The storm, one of the most powerful ever to hit the United States, left hundreds of people in need of rescue, Florida Governor Ron DeSantis said, while warning it was still too early to get a clear picture of how many people had died.
"We absolutely expect to have mortality from this hurricane," he said at a press conference Thursday evening.
President Joe Biden, after a briefing at FEMA emergency management headquarters in Washington, said "this could be the deadliest hurricane in Florida history."
The numbers "are still unclear, but we're hearing reports of what may be substantial loss of life," he added.
DeSantis said concrete information about casualty numbers could be expected "in the coming days."
Fort Myers, where Ian made landfall as a powerful Category 4 hurricane on Wednesday, took much of the brunt of the storm, as streets became rivers and sea water poured into houses.
Dozens of boats moored in the marina were sunk while others were tossed on to downtown streets.
Trees were toppled by the howling winds of up to 150 miles per hour (240 kilometers per hour).
Earlier on Thursday, DeSantis described the destruction in the southwest part of the state as a "500-year flood event."
"We've never seen storm surge of this magnitude," he said.
Tom Johnson, 54, of Fort Myers had a front row seat to the destruction from his apartment on the second floor of a two-story harbourside building.
"I was scared because I've never been through that," Johnson told AFP. "It was just the most horrifying sounds with debris flying everywhere, doors flying off."
His home was undamaged but one of his neighbors, Janelle Thil, 42, was not so lucky and had to ask other residents for help after her ground floor apartment began to flood.

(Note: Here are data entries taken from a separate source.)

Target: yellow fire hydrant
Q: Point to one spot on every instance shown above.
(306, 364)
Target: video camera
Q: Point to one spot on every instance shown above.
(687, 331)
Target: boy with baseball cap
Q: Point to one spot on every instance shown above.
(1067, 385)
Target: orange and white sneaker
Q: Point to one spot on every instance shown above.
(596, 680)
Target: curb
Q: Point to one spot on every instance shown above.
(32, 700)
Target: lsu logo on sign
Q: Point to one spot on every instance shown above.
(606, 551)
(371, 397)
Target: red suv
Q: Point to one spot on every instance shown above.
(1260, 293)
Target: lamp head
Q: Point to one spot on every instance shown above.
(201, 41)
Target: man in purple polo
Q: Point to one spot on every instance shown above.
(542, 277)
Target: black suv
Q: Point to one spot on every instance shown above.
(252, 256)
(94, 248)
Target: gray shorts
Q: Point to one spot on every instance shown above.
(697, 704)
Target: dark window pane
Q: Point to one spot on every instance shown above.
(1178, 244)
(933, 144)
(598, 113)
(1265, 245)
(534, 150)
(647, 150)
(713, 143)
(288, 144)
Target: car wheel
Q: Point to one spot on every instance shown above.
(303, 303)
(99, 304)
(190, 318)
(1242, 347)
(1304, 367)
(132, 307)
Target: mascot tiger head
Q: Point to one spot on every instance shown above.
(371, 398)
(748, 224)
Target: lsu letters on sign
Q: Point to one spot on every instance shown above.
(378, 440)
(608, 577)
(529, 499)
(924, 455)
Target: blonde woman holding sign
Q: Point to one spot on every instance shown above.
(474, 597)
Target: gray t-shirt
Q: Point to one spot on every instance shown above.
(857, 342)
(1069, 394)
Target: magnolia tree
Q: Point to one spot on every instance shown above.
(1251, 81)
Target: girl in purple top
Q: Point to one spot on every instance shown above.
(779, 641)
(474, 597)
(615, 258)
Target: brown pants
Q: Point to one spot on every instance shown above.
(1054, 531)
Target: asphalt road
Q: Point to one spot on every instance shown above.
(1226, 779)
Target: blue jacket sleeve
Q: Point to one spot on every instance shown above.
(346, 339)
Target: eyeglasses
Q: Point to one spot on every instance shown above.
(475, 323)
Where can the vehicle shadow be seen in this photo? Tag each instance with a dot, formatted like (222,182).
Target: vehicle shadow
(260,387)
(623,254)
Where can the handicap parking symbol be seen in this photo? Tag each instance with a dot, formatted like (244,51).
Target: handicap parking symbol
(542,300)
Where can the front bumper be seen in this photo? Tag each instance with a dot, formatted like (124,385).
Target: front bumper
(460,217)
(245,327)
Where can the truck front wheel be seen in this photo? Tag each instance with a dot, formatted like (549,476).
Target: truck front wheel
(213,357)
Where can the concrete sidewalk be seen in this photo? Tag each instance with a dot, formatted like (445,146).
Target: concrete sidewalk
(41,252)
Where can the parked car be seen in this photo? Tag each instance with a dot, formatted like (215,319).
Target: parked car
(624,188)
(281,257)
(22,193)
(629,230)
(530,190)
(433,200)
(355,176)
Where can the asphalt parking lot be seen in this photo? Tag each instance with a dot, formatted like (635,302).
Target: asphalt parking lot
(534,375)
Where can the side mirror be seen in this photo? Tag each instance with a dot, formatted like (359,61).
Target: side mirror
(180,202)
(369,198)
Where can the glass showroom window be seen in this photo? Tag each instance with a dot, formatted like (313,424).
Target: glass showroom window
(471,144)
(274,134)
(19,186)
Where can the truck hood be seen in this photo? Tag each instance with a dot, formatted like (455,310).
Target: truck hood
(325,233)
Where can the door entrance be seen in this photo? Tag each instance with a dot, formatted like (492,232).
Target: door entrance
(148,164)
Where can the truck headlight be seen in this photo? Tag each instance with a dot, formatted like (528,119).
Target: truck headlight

"They got my dogs and then I jumped out of the window and swam," Thil said.
When Thil returned to her apartment after the storm passed, she said she opened the door and "had to wait about five minutes for all the floodwaters to come out."
"I loved my home," she said. "But I'm alive and that's what matters."
According to DeSantis, the area was also dealing with a water main break, which officials were "working to trouble shoot."
A US Coast Guard official said helicopter crews were plucking people from the rooftops of homes inundated by floodwaters.
Nine migrants had been rescued from a boat that sank during the hurricane on Wednesday, leaving 18 missing, the Coast Guard said. Among them were four Cubans who swam to shore in the Florida Keys.
Ian regaining strength
Ian was downgraded to a tropical storm overnight but the National Hurricane Center (NHC) said it regained Category 1 hurricane strength on Thursday afternoon and issued a hurricane warning for the entire coast of South Carolina and part of North Carolina.
Biden declared a "major disaster" in Florida, a move that frees up federal funding for storm relief.
"We're continuing to take swift action to help the families of Florida," he tweeted. "I want the people of Florida to know that we will be here at every step of the way."
Much of Florida's southwest coast was plunged into darkness after the storm wiped out power.
Tracking website poweroutage.us said 2.3 million homes and businesses remained without electricity in the so-called Sunshine State late Thursday.
Two barrier islands near Fort Myers, Pine Island and Sanibel Island, popular with vacationers, were essentially cut off when the storm damaged causeways to the mainland.
Sanibel Island got "hit with really biblical storm surge," DeSantis said, and rescuers were using boats and helicopters to evacuate residents who rode out the storm.
Mandatory evacuation orders had been issued in many areas of Florida ahead of Ian, with several dozen shelters set up.
Airports stopped all commercial flights, and cruise ship companies delayed or canceled voyages.
Before pummeling Florida, Ian plunged all of Cuba into darkness Tuesday after downing the island's power network.
At least two people died in Pinar del Rio province, state media in the country of more than 11 million reported.
Human activity has caused life-threatening climate change resulting in more severe weather events across the globe.